After the hour on my chest for skin to skin and the first attempt at nursing, cody got to hold Evynn for the first time. Emily then came in to assess her and our family paraded in along with my two best friends (who brought goodies for us! Nothing like sour patch kids as the first meal after 12 hours of nothing ;)) the next few hours we enjoyed passing Evynn around and soaking in the surreal moment that just occurred. THIS is what we had hoped, prayed and dreamed of!

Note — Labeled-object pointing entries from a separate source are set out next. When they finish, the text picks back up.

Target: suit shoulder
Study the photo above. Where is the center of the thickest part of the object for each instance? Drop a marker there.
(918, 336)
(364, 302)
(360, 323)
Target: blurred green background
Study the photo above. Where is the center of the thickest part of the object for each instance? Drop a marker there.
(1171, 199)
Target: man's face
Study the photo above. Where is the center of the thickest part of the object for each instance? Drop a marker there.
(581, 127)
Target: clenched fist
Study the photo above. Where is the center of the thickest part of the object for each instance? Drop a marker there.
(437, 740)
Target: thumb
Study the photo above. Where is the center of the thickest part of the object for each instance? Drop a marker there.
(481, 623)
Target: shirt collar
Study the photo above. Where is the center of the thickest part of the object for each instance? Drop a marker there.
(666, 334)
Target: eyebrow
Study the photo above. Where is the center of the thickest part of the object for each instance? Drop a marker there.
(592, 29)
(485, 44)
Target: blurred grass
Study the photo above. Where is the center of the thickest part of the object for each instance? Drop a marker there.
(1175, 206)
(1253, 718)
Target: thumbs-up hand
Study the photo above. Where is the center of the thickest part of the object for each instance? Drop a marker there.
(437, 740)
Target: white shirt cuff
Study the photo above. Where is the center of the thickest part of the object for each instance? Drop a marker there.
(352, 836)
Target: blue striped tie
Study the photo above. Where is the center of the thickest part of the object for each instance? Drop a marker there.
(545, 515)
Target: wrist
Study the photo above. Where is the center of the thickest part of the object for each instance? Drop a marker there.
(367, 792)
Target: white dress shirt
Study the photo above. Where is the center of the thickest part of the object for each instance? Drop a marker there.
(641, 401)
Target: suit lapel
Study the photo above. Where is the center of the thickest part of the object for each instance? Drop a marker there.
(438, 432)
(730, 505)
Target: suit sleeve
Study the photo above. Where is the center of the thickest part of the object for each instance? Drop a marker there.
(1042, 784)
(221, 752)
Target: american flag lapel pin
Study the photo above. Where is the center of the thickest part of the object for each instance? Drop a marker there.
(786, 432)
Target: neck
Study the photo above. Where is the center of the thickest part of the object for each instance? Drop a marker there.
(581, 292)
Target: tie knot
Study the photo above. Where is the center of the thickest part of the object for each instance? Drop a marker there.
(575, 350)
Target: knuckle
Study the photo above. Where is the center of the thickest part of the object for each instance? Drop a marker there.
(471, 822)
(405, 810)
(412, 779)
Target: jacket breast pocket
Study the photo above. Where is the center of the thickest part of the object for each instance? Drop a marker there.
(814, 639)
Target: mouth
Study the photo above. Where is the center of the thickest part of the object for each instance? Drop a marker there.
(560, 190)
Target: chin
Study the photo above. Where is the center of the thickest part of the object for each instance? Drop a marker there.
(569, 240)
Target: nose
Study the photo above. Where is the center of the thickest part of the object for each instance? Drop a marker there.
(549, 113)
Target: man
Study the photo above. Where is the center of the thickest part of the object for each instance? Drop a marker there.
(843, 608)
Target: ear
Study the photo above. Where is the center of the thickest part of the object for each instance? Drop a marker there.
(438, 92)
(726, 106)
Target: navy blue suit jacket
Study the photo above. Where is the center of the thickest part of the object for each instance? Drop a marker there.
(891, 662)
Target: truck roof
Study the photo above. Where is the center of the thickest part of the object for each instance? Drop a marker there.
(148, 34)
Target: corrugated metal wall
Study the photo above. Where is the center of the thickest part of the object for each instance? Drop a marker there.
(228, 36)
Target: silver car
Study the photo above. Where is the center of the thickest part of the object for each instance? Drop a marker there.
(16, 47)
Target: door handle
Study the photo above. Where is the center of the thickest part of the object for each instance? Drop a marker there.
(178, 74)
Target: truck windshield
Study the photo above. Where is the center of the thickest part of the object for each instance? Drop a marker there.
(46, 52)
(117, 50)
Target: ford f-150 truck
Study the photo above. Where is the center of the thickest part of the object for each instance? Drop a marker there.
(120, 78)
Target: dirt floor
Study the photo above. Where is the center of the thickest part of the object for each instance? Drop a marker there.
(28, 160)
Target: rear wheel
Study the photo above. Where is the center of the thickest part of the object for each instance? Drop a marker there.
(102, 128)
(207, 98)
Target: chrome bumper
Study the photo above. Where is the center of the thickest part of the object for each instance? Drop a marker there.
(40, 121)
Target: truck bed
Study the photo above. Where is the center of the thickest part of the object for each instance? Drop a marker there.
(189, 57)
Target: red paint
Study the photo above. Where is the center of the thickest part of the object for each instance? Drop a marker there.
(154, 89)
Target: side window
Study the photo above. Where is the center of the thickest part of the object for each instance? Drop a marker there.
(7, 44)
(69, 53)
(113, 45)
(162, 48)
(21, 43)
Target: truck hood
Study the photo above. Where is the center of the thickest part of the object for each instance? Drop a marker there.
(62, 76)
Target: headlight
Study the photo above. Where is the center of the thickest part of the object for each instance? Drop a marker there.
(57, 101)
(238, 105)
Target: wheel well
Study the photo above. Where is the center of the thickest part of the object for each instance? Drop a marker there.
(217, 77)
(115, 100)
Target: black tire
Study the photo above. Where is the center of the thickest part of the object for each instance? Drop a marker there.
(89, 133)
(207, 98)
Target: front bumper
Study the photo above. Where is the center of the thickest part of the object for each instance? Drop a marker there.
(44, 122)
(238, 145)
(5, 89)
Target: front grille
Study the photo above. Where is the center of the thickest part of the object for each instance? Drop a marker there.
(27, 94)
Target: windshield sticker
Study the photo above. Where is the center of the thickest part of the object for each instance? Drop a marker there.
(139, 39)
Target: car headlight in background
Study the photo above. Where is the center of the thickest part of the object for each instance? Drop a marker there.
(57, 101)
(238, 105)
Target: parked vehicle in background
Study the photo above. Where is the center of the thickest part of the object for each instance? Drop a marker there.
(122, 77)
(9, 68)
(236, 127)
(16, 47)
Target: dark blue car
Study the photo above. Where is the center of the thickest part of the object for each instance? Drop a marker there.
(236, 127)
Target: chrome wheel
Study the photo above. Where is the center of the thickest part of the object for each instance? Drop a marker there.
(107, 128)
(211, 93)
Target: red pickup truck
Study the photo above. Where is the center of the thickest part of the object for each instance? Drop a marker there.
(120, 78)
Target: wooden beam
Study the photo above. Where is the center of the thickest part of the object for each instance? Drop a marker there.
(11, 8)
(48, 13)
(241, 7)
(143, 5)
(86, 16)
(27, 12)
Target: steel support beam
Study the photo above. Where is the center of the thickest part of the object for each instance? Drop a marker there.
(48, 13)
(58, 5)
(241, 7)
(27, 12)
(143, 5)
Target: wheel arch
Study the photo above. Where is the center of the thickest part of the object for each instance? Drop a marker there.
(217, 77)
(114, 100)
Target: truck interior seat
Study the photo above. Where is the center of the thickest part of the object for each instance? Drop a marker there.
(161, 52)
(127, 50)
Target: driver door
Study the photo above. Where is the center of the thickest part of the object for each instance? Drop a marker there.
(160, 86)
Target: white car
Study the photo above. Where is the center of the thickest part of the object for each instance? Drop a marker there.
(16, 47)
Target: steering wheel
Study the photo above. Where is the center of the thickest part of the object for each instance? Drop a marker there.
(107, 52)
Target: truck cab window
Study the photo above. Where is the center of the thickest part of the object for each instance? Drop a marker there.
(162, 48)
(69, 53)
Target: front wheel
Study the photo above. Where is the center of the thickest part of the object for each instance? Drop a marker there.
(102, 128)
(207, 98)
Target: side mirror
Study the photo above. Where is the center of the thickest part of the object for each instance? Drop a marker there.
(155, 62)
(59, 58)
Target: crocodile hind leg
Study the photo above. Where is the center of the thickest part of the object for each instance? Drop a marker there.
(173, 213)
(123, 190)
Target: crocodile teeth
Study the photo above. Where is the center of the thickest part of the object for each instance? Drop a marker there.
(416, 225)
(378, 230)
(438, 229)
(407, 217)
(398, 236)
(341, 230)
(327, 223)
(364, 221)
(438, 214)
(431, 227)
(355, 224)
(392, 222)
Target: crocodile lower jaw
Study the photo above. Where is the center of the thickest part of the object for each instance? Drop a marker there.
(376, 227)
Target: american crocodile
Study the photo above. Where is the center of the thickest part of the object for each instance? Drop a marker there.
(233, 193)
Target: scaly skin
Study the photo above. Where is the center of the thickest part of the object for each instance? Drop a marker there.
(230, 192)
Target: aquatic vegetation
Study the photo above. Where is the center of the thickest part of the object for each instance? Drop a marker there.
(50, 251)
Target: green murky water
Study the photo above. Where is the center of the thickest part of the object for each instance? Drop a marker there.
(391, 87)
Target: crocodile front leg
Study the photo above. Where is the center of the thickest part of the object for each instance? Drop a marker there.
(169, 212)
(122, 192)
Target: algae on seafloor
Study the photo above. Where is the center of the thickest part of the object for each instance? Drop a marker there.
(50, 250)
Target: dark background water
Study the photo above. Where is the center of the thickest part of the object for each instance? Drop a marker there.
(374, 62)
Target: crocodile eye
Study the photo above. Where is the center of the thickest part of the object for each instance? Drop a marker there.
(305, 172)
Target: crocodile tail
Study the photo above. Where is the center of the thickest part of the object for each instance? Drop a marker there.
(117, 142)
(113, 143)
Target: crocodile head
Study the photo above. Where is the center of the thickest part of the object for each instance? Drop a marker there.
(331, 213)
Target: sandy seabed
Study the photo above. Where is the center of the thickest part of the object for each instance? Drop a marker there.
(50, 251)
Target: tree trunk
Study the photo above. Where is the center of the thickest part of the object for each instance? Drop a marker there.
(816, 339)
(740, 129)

It literally took hours to get me out of bed (which I know is frustrating on the nurses end, thanks for being so great Emily!) because my left leg would not budge at all. Eventually my nurse and another nurse helped me get up and into a wheelchair, I went down the hall to show my coworkers my little one then up to our new room with a queen size bed. It still took a few more hours to stand up on my own, but still wouldn’t trade that epidural for anything ;) Our parents left that evening and cody and I bathed Evynn for the first time and enjoyed the first night of sleeplessness, nursing constantly and loving on our baby girl. 

I am so grateful for family, friends, nurses, my doctor, my doula, and other co-workers who made every effort to allow me to have the birth I wanted! and for all the encouragement I received!